Annapolis, county to collaborate on BRAC issues

January 31, 2007|By Dan Lamothe | Dan Lamothe,Special to The Sun

The military base realignment that will bring thousands of jobs to Fort Meade has not only spawned countless discussions on traffic, schools and housing, but it has also had an unlikely secondary effect: repairing the fractured relationship between the Anne Arundel and Annapolis governments.

Annapolis Mayor Ellen O. Moyer has agreed to expand a new panel focused on growth to include county representatives, ending decades of virtually no collaboration on growth and land-use issues.

Moyer said she welcomed the request from recently elected County Councilman Josh Cohen, a former alderman from her home district of Eastport, to include county appointees on her panel.

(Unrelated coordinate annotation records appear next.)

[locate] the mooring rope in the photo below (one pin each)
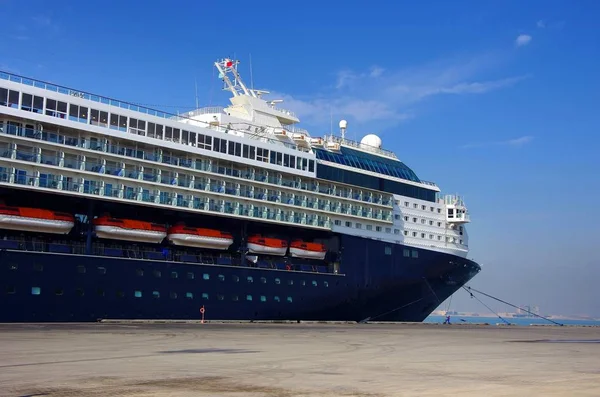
(490, 309)
(469, 289)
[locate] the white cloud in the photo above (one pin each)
(516, 142)
(522, 40)
(376, 71)
(520, 141)
(388, 96)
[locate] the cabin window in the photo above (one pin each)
(204, 142)
(98, 117)
(78, 113)
(118, 122)
(138, 127)
(262, 155)
(184, 136)
(3, 97)
(13, 100)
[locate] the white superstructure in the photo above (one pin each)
(248, 160)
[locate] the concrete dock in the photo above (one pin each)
(292, 360)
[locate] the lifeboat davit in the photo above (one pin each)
(35, 220)
(303, 249)
(258, 244)
(199, 237)
(129, 229)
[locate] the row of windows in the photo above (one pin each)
(122, 123)
(423, 221)
(423, 207)
(11, 290)
(150, 173)
(189, 275)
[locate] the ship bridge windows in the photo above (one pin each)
(97, 117)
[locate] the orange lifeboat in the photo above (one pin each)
(128, 229)
(303, 249)
(35, 220)
(199, 237)
(258, 244)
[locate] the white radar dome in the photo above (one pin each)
(371, 140)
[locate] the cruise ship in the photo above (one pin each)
(111, 210)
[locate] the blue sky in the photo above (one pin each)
(497, 102)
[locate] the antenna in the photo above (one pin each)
(343, 126)
(330, 121)
(196, 86)
(251, 78)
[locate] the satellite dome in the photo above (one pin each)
(371, 141)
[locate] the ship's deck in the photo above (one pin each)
(297, 360)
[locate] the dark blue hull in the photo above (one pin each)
(375, 281)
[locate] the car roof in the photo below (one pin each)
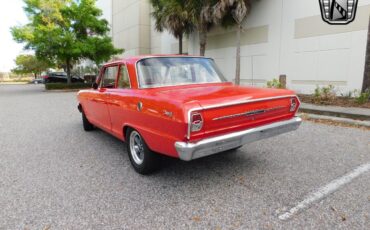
(134, 59)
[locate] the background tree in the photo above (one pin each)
(65, 31)
(29, 64)
(203, 18)
(172, 15)
(237, 10)
(366, 81)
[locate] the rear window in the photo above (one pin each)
(170, 71)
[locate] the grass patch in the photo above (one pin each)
(65, 86)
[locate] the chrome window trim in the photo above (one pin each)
(150, 57)
(231, 104)
(128, 75)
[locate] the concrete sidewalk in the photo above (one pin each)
(336, 111)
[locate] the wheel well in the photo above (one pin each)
(125, 129)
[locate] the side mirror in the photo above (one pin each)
(95, 85)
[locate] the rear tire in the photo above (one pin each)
(141, 157)
(86, 123)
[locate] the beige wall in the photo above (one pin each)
(131, 26)
(280, 37)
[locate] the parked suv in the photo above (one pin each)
(60, 77)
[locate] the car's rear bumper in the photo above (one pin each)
(189, 151)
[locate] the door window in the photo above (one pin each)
(123, 78)
(109, 77)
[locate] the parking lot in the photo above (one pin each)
(53, 175)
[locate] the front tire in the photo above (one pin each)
(86, 123)
(142, 158)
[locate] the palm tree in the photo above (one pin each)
(172, 15)
(366, 82)
(203, 19)
(238, 11)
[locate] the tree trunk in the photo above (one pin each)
(237, 69)
(202, 41)
(180, 43)
(366, 81)
(69, 78)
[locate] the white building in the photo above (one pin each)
(281, 37)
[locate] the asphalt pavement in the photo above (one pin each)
(53, 175)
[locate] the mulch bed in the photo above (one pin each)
(337, 101)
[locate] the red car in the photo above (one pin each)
(183, 107)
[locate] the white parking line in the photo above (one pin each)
(326, 190)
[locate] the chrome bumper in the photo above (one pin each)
(189, 151)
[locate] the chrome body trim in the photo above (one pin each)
(249, 113)
(188, 151)
(230, 104)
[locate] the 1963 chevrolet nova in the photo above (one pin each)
(181, 106)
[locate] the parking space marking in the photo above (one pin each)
(326, 190)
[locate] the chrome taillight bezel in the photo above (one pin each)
(196, 125)
(294, 103)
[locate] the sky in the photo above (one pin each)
(12, 14)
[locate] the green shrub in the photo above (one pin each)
(275, 83)
(362, 98)
(324, 94)
(65, 86)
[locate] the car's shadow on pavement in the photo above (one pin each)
(226, 163)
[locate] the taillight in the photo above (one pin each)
(196, 122)
(293, 104)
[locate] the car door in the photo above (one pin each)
(119, 98)
(100, 99)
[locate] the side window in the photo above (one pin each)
(109, 77)
(123, 78)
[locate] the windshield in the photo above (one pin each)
(170, 71)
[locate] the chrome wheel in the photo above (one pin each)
(136, 147)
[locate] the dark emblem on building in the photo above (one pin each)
(338, 12)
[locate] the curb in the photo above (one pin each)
(333, 113)
(336, 119)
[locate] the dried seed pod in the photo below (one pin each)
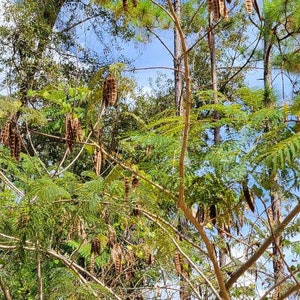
(213, 213)
(127, 188)
(70, 139)
(95, 246)
(5, 134)
(178, 262)
(200, 214)
(249, 6)
(117, 255)
(210, 5)
(149, 258)
(248, 197)
(97, 161)
(12, 139)
(125, 5)
(130, 258)
(111, 236)
(134, 182)
(110, 90)
(92, 263)
(18, 143)
(81, 230)
(221, 7)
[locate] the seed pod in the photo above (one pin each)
(95, 246)
(248, 197)
(249, 6)
(18, 143)
(111, 237)
(213, 214)
(127, 188)
(178, 262)
(110, 90)
(149, 258)
(97, 161)
(117, 255)
(5, 134)
(12, 139)
(221, 7)
(125, 5)
(134, 182)
(200, 214)
(92, 263)
(70, 139)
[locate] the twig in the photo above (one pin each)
(235, 276)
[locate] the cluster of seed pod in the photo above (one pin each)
(110, 91)
(178, 262)
(219, 9)
(11, 138)
(97, 161)
(95, 250)
(117, 257)
(134, 185)
(73, 131)
(125, 4)
(248, 197)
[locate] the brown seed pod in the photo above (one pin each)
(97, 161)
(149, 258)
(111, 237)
(213, 213)
(221, 7)
(200, 214)
(134, 182)
(70, 139)
(178, 262)
(5, 134)
(125, 5)
(12, 139)
(18, 143)
(95, 246)
(249, 6)
(110, 90)
(117, 255)
(248, 197)
(92, 263)
(127, 188)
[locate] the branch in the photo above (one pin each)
(11, 185)
(184, 255)
(5, 290)
(293, 289)
(236, 275)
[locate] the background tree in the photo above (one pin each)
(129, 199)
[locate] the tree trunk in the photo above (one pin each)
(275, 215)
(217, 136)
(178, 63)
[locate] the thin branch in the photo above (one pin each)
(5, 290)
(184, 255)
(39, 271)
(280, 228)
(293, 289)
(11, 185)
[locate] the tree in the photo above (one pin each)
(133, 200)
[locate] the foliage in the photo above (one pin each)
(133, 200)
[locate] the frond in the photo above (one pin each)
(283, 153)
(46, 189)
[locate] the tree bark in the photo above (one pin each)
(275, 216)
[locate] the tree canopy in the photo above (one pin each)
(188, 189)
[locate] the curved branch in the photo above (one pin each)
(236, 275)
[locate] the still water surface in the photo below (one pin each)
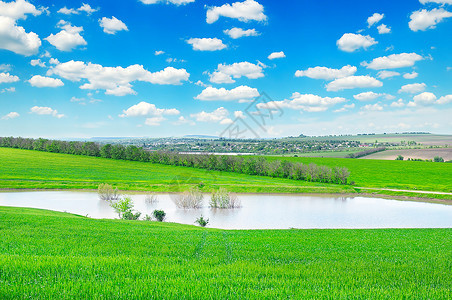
(257, 211)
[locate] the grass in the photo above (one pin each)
(46, 254)
(27, 169)
(409, 175)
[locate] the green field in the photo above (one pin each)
(43, 170)
(46, 254)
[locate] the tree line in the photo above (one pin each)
(246, 165)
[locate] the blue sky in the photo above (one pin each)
(170, 68)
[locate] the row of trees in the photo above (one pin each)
(247, 165)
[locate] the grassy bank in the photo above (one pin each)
(28, 169)
(47, 254)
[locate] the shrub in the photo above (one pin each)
(201, 221)
(107, 193)
(123, 207)
(159, 215)
(189, 199)
(151, 198)
(223, 199)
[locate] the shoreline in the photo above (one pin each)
(321, 194)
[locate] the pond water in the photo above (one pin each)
(258, 211)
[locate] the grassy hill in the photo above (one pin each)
(46, 254)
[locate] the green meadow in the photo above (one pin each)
(28, 169)
(46, 254)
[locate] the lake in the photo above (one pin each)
(258, 211)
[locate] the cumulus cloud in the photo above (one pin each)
(145, 109)
(425, 19)
(216, 116)
(14, 38)
(351, 42)
(18, 9)
(11, 115)
(374, 19)
(276, 55)
(352, 82)
(236, 33)
(383, 29)
(243, 11)
(305, 102)
(372, 107)
(412, 88)
(387, 74)
(42, 110)
(68, 38)
(242, 92)
(42, 81)
(399, 103)
(206, 44)
(8, 78)
(226, 73)
(112, 25)
(72, 11)
(367, 96)
(411, 75)
(393, 61)
(327, 73)
(176, 2)
(115, 80)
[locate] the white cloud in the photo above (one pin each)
(72, 11)
(15, 39)
(425, 98)
(411, 75)
(206, 44)
(387, 74)
(352, 82)
(436, 1)
(374, 19)
(11, 115)
(18, 9)
(243, 11)
(41, 81)
(424, 19)
(445, 99)
(115, 80)
(276, 55)
(398, 103)
(8, 90)
(242, 92)
(305, 102)
(372, 107)
(327, 73)
(176, 2)
(383, 29)
(154, 121)
(87, 8)
(351, 42)
(412, 88)
(236, 33)
(144, 109)
(8, 78)
(68, 38)
(393, 61)
(113, 25)
(225, 73)
(367, 96)
(42, 110)
(217, 115)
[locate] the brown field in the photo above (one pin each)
(445, 153)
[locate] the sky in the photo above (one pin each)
(161, 68)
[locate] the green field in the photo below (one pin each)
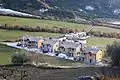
(49, 23)
(14, 34)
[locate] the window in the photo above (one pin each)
(90, 54)
(90, 60)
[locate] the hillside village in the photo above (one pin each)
(71, 46)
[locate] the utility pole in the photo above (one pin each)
(23, 43)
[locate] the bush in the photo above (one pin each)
(19, 58)
(114, 51)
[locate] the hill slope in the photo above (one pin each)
(68, 9)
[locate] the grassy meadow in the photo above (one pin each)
(6, 53)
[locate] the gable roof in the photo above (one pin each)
(67, 44)
(92, 50)
(50, 41)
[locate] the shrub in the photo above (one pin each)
(114, 51)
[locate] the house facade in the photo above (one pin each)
(70, 48)
(93, 55)
(50, 45)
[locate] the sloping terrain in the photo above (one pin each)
(67, 8)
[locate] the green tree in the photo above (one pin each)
(114, 51)
(19, 58)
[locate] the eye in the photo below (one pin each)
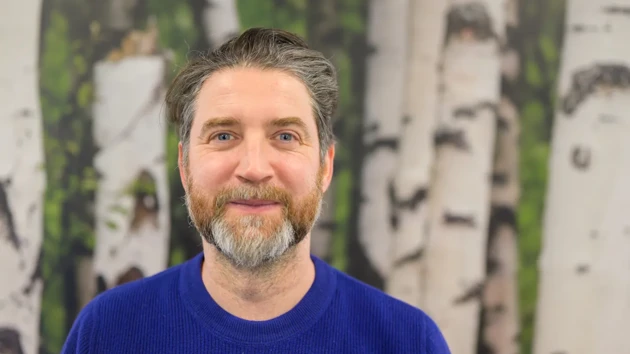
(286, 136)
(223, 136)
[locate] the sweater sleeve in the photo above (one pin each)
(79, 340)
(435, 341)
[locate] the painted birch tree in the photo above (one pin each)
(460, 187)
(218, 21)
(323, 34)
(22, 178)
(385, 75)
(584, 292)
(132, 199)
(500, 316)
(427, 25)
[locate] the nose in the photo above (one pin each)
(254, 166)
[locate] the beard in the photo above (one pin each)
(253, 241)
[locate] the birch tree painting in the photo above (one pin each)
(427, 25)
(460, 190)
(500, 315)
(22, 178)
(323, 27)
(218, 20)
(132, 199)
(385, 75)
(584, 294)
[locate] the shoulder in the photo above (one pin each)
(115, 310)
(402, 325)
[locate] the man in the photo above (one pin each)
(255, 156)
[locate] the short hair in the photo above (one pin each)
(264, 48)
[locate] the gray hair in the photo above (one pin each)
(266, 49)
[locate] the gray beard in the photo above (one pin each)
(251, 250)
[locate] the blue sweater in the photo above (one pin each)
(172, 312)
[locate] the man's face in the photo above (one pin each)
(254, 179)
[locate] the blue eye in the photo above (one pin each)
(285, 136)
(223, 136)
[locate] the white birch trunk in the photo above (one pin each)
(132, 200)
(500, 297)
(411, 182)
(220, 21)
(584, 293)
(22, 177)
(387, 35)
(460, 193)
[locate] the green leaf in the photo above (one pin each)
(548, 49)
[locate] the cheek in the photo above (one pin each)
(298, 176)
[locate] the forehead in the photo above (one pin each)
(253, 95)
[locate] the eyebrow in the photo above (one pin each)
(290, 121)
(225, 122)
(218, 122)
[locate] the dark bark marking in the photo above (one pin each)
(582, 268)
(581, 28)
(502, 123)
(146, 202)
(383, 143)
(608, 119)
(470, 112)
(327, 225)
(6, 216)
(598, 77)
(132, 274)
(617, 10)
(469, 21)
(500, 179)
(101, 284)
(581, 157)
(411, 203)
(500, 215)
(10, 341)
(35, 275)
(371, 128)
(411, 257)
(458, 219)
(451, 137)
(472, 293)
(497, 309)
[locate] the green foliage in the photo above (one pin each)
(542, 27)
(55, 85)
(177, 29)
(255, 14)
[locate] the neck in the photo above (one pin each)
(259, 294)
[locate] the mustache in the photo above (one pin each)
(245, 192)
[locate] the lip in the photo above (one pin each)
(252, 205)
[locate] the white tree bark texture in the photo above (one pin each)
(460, 189)
(500, 321)
(385, 76)
(427, 26)
(132, 200)
(584, 293)
(22, 177)
(220, 21)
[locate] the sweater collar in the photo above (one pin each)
(233, 328)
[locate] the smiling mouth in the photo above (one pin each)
(254, 204)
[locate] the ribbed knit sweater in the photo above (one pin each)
(172, 312)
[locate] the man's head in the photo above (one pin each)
(256, 143)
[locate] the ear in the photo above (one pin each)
(329, 161)
(181, 166)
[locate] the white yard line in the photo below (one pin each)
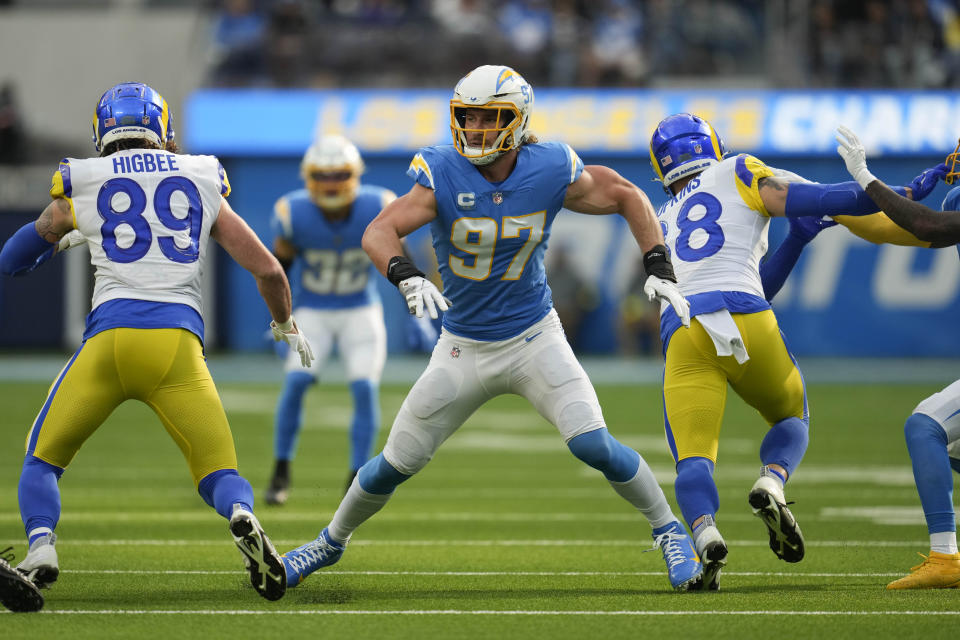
(482, 612)
(919, 543)
(765, 574)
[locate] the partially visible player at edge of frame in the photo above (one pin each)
(147, 213)
(716, 230)
(317, 231)
(490, 199)
(933, 429)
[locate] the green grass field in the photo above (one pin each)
(504, 534)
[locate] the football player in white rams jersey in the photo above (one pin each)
(933, 429)
(146, 213)
(490, 199)
(716, 230)
(317, 233)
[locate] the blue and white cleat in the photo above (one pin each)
(307, 558)
(683, 563)
(41, 565)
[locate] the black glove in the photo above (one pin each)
(656, 262)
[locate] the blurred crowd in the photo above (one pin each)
(415, 43)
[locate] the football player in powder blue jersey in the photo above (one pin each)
(933, 429)
(490, 199)
(317, 233)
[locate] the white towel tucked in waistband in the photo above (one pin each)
(726, 337)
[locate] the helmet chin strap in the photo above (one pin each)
(481, 161)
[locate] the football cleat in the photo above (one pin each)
(307, 558)
(41, 565)
(683, 564)
(786, 540)
(713, 556)
(262, 560)
(17, 592)
(937, 571)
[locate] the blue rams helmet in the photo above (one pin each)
(131, 110)
(683, 144)
(952, 161)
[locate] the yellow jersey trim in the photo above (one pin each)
(747, 173)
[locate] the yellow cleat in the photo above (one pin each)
(937, 571)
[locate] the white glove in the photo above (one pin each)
(422, 294)
(854, 155)
(71, 240)
(656, 287)
(290, 333)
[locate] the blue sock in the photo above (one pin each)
(379, 476)
(366, 421)
(927, 444)
(695, 489)
(290, 414)
(603, 452)
(39, 494)
(224, 488)
(785, 443)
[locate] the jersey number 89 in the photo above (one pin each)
(133, 217)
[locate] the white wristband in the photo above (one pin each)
(864, 177)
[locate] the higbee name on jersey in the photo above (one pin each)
(147, 217)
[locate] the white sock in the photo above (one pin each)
(643, 492)
(356, 508)
(944, 542)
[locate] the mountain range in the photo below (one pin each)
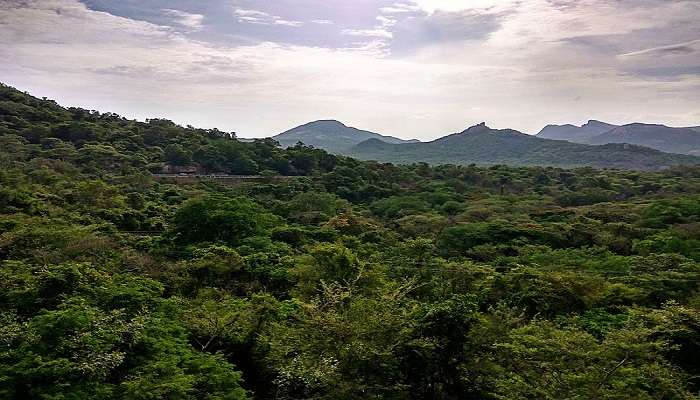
(332, 136)
(659, 137)
(596, 144)
(483, 145)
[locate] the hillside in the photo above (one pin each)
(655, 136)
(660, 137)
(331, 135)
(573, 133)
(483, 145)
(356, 280)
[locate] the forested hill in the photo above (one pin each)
(355, 280)
(485, 146)
(106, 142)
(332, 136)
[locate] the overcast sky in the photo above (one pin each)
(418, 69)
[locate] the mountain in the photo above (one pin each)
(573, 133)
(332, 136)
(483, 145)
(660, 137)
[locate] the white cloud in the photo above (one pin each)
(263, 18)
(400, 8)
(524, 75)
(377, 32)
(191, 21)
(676, 48)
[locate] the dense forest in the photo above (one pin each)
(347, 280)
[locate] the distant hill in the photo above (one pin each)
(483, 145)
(573, 133)
(659, 137)
(332, 136)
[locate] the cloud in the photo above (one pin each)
(496, 63)
(400, 8)
(443, 27)
(191, 21)
(263, 18)
(672, 49)
(376, 33)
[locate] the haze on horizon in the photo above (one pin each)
(411, 69)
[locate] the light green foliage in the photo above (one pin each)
(343, 280)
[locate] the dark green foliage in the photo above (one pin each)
(352, 280)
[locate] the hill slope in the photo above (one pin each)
(331, 135)
(483, 145)
(660, 137)
(573, 133)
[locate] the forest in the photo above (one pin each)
(348, 280)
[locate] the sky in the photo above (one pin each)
(413, 69)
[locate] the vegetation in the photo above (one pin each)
(484, 146)
(352, 280)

Despite being the most concentrated population area in the county, Annapolis rarely was included in countywide decision-making in the past, she maintains.

"The city has never said, `Don't join us,'" Moyer said. "This is a first step in looking at infrastructure issues that are shared by both of us, and it's healthy."

Cohen said the difficult relationship goes back to at least 1983, the last time a combined county-city panel addressed planning issues. The panel eventually disbanded without making any recommendations, he said.

"In the absence of a big-picture vision, we've had the tail wagging the dog," Cohen said. "With a plan in place, there will be some predictability to the future."

A shared vision for the future becomes more important now, with the planned expansion of Fort Meade as a part of the federal BRAC program expected to result in at least 20,000 new jobs in the county.

Moyer has had concerns about how that growth would affect Annapolis and its 35,000 residents. She recently appointed a task force dedicated to researching long-standing growth issues like improving infrastructure and education for the city.

But before it met for the first time this month, Cohen suggested expanding it to have a broader scope and include the county. Cohen and County Executive John R. Leopold then each agreed to appoint three members to Moyer's existing group of about eight people.

Leopold, who was sworn in as county executive last month, said he would like to develop a spirit of regionalism in the county, particularly when it comes to growth-related issues.

Nothing good happens without cooperation and collaboration," he said. "Growth-related issues have a better chance of being resolved this way."

He, Cohen and Moyer all have different priorities for the panel.

Leopold wants to keep the entire region in mind, urging a faster pace of construction for the expanded infrastructure needed to accommodate BRAC.

Moyer would like to see potential upgrades to the Annapolis Wastewater Treatment Plant, which is run by the county, and the development of "growth boundaries," which would assess where and if Annapolis should annex land in the future.

Cohen is interested in a long-term growth plan for the county and city, considering everything from water and sewer capacity to transportation to the health of the Chesapeake Bay.

The task force has met twice, with several appointees for the county appearing at the second meeting. No chairman has been elected yet, and another meeting is expected to take place next month.

Dan Nataf, director of Anne Arundel Community College's Center for the Study of Local Issues, said there has always been a "semicompetitive" relationship between the city and the county. He sees the new task force as a possible positive first step to making improvements.

"It helps bridge the perceptions of those whose focus is the city and those whose focus is the county," Nataf said.